A UBS survey of US family offices found that only 5% report confidence their next generation is adequately prepared to manage wealth and operations during succession. The figure arrives as family offices collectively oversee an estimated $6 trillion in assets domestically, with the broader generational wealth transfer expected to move $84 trillion over the next two decades according to Cerulli Associates projections.
The survey, part of UBS's 2025 Family Office Report, polled principals and senior advisors across 250 single-family offices with average assets under management of $1.2 billion. Respondents cited insufficient governance frameworks, limited operational training for heirs, and what UBS termed "a persistent reluctance to formalize decision-making authority" as primary obstacles. Separately, 68% of surveyed offices reported no written succession plan beyond estate documents, and 41% said the founding generation maintains sole investment authority despite average principal age exceeding 67 years.
The timing matters because family office formation accelerated sharply post-2020. Campden Wealth counts 7,300 single-family offices in North America as of year-end 2024, up from approximately 5,000 in 2019. These newer structures—many formed by liquidity events in technology or private equity—lack the multi-decade governance evolution of older European or Latin American offices. The succession risk concentrates in offices established within the last 10 years, where founding wealth creators still handle portfolio decisions and vendor relationships directly. When that concentration breaks without preparation, operational continuity fractures. Example: asset allocations shift reactively, manager relationships reset from zero, and cost structures bloat as advisors fill voids.
The 5% confidence figure also surfaces a quiet arbitrage. Institutional allocators and fund managers are already adjusting how they approach family office capital. Funds with longer track records and transparent governance are seeing allocation increases, while emerging managers dependent on quick principal rapport face longer diligence cycles. Family offices aware of their succession gap are moving assets into externally managed vehicles—permanent capital funds, evergreen structures, direct indexing—where governance sits outside the family's operational risk. One large US office told UBS it shifted $300 million into permanent capital over 18 months specifically to derisk next-generation handoff.

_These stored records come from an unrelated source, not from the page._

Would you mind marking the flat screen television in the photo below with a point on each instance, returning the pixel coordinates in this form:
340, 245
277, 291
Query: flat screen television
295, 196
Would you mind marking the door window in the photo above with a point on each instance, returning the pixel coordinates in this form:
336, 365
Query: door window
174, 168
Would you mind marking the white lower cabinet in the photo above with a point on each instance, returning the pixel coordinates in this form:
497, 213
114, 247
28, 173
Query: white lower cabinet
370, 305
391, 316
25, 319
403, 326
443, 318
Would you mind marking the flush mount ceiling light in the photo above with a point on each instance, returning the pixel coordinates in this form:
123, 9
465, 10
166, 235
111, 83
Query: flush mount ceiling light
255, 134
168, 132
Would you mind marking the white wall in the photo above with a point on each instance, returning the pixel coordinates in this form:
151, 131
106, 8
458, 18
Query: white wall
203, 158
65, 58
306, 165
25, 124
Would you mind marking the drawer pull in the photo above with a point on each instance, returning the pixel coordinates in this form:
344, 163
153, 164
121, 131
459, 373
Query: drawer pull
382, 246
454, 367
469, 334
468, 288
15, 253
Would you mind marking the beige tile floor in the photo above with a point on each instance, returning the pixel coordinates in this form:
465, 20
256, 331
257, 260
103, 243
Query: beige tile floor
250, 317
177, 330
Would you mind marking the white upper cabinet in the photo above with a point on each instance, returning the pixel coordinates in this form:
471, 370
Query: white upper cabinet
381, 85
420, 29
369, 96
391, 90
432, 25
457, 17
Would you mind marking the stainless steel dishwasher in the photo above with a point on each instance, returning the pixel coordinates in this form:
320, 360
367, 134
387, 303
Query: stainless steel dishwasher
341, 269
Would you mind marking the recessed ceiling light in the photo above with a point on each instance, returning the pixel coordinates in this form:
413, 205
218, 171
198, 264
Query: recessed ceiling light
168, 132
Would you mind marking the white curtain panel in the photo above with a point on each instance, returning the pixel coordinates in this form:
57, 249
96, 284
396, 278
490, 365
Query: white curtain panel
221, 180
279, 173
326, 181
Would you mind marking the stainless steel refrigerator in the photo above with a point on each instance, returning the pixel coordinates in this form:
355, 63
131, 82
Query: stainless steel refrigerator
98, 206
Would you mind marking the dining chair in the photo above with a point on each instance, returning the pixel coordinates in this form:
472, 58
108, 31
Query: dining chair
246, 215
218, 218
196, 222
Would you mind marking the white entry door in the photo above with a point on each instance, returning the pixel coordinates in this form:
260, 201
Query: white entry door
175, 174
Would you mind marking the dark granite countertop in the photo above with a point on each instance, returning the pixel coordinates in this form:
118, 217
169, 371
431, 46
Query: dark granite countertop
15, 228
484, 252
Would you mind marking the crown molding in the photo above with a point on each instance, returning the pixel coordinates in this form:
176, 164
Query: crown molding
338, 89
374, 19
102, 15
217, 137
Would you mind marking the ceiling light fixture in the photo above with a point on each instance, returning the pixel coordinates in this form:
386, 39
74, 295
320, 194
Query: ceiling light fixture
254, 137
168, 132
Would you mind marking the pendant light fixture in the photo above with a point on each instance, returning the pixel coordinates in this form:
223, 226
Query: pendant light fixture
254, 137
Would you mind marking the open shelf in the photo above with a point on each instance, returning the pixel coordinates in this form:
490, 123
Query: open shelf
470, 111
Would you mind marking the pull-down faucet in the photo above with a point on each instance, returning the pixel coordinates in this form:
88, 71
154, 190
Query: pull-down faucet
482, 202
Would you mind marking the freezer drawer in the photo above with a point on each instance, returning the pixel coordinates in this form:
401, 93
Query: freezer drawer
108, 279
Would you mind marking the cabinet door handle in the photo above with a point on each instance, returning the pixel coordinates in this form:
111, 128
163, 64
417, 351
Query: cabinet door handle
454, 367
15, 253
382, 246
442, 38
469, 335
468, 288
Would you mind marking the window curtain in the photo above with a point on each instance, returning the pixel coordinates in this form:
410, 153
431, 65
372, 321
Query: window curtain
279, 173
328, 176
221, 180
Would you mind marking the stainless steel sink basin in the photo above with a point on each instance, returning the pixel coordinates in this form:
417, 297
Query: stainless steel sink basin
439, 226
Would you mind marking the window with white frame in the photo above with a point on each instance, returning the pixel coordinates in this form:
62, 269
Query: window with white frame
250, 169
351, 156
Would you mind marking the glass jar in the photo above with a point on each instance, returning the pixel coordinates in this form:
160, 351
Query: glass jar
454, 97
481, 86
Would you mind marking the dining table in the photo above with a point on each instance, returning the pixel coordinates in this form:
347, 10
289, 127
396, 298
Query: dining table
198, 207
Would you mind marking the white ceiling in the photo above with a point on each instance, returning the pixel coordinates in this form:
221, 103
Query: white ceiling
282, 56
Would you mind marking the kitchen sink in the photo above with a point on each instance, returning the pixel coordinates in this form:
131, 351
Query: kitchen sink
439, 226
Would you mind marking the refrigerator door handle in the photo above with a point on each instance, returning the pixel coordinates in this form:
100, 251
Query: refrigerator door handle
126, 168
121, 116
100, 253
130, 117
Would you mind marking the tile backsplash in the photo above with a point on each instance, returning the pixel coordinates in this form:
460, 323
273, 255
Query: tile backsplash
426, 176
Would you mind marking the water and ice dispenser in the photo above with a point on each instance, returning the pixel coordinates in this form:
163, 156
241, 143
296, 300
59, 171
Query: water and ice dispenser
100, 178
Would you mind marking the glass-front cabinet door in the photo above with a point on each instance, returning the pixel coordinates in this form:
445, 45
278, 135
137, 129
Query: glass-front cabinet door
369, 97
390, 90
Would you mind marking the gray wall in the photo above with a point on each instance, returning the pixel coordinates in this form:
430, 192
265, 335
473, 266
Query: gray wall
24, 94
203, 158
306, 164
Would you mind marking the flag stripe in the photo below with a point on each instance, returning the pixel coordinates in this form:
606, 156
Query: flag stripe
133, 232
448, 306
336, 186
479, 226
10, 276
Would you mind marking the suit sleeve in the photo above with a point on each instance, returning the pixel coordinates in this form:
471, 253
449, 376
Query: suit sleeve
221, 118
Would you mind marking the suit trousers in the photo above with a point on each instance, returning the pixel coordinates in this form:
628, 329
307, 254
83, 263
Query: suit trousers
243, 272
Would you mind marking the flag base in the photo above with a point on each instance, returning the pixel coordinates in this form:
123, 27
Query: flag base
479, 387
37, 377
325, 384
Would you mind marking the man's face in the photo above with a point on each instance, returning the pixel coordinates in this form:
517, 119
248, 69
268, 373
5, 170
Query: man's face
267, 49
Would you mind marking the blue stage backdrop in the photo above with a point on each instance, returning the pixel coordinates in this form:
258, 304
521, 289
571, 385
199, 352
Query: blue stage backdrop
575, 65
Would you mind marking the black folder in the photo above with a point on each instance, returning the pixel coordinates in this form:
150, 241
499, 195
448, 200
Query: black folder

Operators should watch for three follow-on developments over the next 12-18 months: First, family office platforms offering shared governance infrastructure—think multi-family office models or outsourced CIO services—will see mandate flows accelerate. Second, legal and accounting firms will package succession-readiness audits as standalone services, creating a new compliance layer. Third, direct investment co-GP structures, where family offices take board seats alongside professional sponsors, will gain traction as training grounds for next-generation principals. These aren't predictions; early versions are already closing.
The real tell is not the 5% confidence figure but the 32% of surveyed offices that acknowledged they have delayed planned liquidity events or asset sales specifically because succession planning remains incomplete. Capital that should be rotating is sitting still.